Sunday, April 4, 2010

Baby Girl’s Two Yellow Seats

BG has two yellow seats, and she’s been spending a lot of time on both of them recently. The first is her yellow potty, only of those little plastic container affairs that sits on the floor. She’s gotten quite interested in going on the potty lately, but doesn’t quite gather the timing of the whole thing. A few times she’s sat down with her diaper still on and gone to the bathroom. Other times she’ll take her diaper off just after she’s filled it and then sit down. Or, she’ll sit down, and then wander off and pee somewhere before we can get a new diaper on her. The most important thing, I guess, is that she’s showing interest and trying. We bought some stickers for her last week (she picked them out and then handed over the money) and I told her she gets a sticker each time she goes to the bathroom on her potty. That really seemed to set a fire under her. I suppose I could have used these two weeks with her to get her fully trained, but I don’t think it would happen so quickly, or that her daycare would be able to keep it up when she goes back. I’m definitely going to talk to them when I drop her off tomorrow, but I’m not holding my breath. I figure, I’ll really push it in June, when we’re settled in a place of our own.

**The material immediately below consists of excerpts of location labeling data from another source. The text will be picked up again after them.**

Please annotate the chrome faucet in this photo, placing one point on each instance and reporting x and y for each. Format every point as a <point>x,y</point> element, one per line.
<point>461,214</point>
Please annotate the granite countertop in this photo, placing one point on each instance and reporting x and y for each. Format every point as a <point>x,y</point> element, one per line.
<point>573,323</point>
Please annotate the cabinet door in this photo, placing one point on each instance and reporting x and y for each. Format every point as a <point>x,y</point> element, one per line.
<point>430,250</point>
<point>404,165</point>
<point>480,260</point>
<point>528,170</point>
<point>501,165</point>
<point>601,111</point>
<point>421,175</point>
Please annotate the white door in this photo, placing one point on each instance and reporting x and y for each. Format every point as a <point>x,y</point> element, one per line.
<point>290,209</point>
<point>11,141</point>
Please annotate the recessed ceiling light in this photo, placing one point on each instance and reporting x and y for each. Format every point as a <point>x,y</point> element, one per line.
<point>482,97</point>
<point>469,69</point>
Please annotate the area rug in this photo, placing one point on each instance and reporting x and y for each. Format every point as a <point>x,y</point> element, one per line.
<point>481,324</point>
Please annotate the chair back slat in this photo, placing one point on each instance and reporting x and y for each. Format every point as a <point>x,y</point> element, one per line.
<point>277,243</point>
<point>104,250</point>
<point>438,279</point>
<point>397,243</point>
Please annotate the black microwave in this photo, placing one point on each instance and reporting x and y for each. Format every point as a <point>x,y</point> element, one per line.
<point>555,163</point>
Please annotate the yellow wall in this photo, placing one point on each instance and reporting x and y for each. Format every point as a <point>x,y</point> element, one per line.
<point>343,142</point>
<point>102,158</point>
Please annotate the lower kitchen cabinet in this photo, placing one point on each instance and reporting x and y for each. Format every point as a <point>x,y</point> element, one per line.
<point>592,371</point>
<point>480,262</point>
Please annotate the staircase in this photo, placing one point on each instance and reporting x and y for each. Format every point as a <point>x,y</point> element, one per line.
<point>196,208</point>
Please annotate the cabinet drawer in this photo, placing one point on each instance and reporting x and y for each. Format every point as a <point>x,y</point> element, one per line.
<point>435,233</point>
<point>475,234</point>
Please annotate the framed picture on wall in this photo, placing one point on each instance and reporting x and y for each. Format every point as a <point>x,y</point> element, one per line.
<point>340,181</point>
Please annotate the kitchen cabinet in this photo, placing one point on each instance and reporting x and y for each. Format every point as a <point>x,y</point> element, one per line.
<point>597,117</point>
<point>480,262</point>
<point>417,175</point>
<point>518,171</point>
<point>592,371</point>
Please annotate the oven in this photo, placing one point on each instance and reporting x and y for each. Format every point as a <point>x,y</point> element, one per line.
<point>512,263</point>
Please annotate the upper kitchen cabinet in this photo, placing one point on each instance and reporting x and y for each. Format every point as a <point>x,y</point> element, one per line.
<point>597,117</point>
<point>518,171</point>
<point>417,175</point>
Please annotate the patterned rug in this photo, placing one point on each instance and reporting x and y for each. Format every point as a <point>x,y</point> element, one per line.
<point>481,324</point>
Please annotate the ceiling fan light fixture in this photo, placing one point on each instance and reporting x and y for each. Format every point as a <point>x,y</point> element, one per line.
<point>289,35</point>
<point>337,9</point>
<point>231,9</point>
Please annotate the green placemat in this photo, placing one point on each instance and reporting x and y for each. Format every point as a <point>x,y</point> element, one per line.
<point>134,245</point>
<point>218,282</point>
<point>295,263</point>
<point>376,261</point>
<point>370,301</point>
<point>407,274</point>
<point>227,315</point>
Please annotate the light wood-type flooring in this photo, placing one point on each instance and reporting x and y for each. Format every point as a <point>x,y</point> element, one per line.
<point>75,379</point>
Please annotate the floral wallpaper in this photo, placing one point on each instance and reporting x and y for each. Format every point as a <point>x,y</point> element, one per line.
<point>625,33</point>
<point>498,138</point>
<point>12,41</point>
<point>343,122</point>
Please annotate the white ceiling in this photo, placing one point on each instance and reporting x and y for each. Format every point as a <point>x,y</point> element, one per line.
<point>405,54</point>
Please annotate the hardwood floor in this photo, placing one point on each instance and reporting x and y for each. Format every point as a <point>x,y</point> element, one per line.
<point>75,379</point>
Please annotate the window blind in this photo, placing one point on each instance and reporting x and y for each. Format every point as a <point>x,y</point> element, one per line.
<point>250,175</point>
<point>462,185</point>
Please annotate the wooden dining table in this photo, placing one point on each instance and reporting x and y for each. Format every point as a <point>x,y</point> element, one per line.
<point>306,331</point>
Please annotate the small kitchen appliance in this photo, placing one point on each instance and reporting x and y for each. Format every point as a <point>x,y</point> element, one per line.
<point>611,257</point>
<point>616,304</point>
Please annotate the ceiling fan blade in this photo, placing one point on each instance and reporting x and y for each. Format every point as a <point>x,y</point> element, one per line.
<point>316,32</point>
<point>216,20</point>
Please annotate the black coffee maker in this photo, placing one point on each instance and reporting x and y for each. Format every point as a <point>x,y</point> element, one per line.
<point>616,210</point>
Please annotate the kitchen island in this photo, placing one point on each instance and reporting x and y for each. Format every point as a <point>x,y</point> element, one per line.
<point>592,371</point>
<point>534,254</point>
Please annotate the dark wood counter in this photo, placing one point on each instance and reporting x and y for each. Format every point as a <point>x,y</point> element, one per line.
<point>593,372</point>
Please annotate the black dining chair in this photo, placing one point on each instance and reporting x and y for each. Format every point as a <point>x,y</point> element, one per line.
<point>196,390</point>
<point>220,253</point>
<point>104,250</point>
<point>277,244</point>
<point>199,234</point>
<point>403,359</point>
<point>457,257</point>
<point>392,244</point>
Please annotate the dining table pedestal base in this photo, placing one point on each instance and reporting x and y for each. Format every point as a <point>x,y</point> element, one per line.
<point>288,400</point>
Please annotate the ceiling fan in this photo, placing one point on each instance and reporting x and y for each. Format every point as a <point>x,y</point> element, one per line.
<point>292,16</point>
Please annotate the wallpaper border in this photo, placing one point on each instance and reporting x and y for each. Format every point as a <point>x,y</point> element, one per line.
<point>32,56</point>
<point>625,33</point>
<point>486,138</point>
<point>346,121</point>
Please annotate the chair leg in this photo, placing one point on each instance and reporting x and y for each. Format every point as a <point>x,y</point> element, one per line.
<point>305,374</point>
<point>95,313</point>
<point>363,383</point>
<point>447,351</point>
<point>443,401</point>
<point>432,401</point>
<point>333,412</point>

Her other yellow chair is a plastic kids chair that she uses at her little craft table, and also sits on, facing the wall, for her time outs. It’s this latter sense that I’m talking about here. BG is rapidly approaching 28 months, and her two-ness is starting to kick in. She gets timeouts for the same two reasons, over and over again – throwing things (toys, food, or dishes, generally) and for hitting (she’s in a slapping stage lately). Even during her most trying behavior, I’m able to stay relatively calm, I think in part because I recognize that this is a developmental stage, so we redirect her, or give her timeout, and then we move on. This last week has been particularly hard because I’ve been dedicating a lot of time to the analysis, and not to her. If I’m in her sight, she wants me to hold her, or she wants to help me, or she just wants me, and unfortunately, ceramic analysis is not very toddler friendly. She’s acting up because she wants attention, and she’ll take it anyway she can get it, even if it’s in the form of mommy frowning at her because she’s just grabbed mommy’s camera off the table and tried to throw it off the deck. Daycare will start tomorrow, and I think a lot of the pressure will be let off. She’ll get to play all day with her friends, which she loves, and I’ll get a good 7 or 8 hours of lab work in. Then, when she comes home I’ll feel more able to devote all my attention to her, and give her all the love she deserves. There’s a lot of guilt bound up in the fact that I need full-day childcare in order to make life work, but I guess you gotta do what you gotta do. And her smiles and laughter as we played peek-a-boo after a particularly hard day tells me it’s all worth it.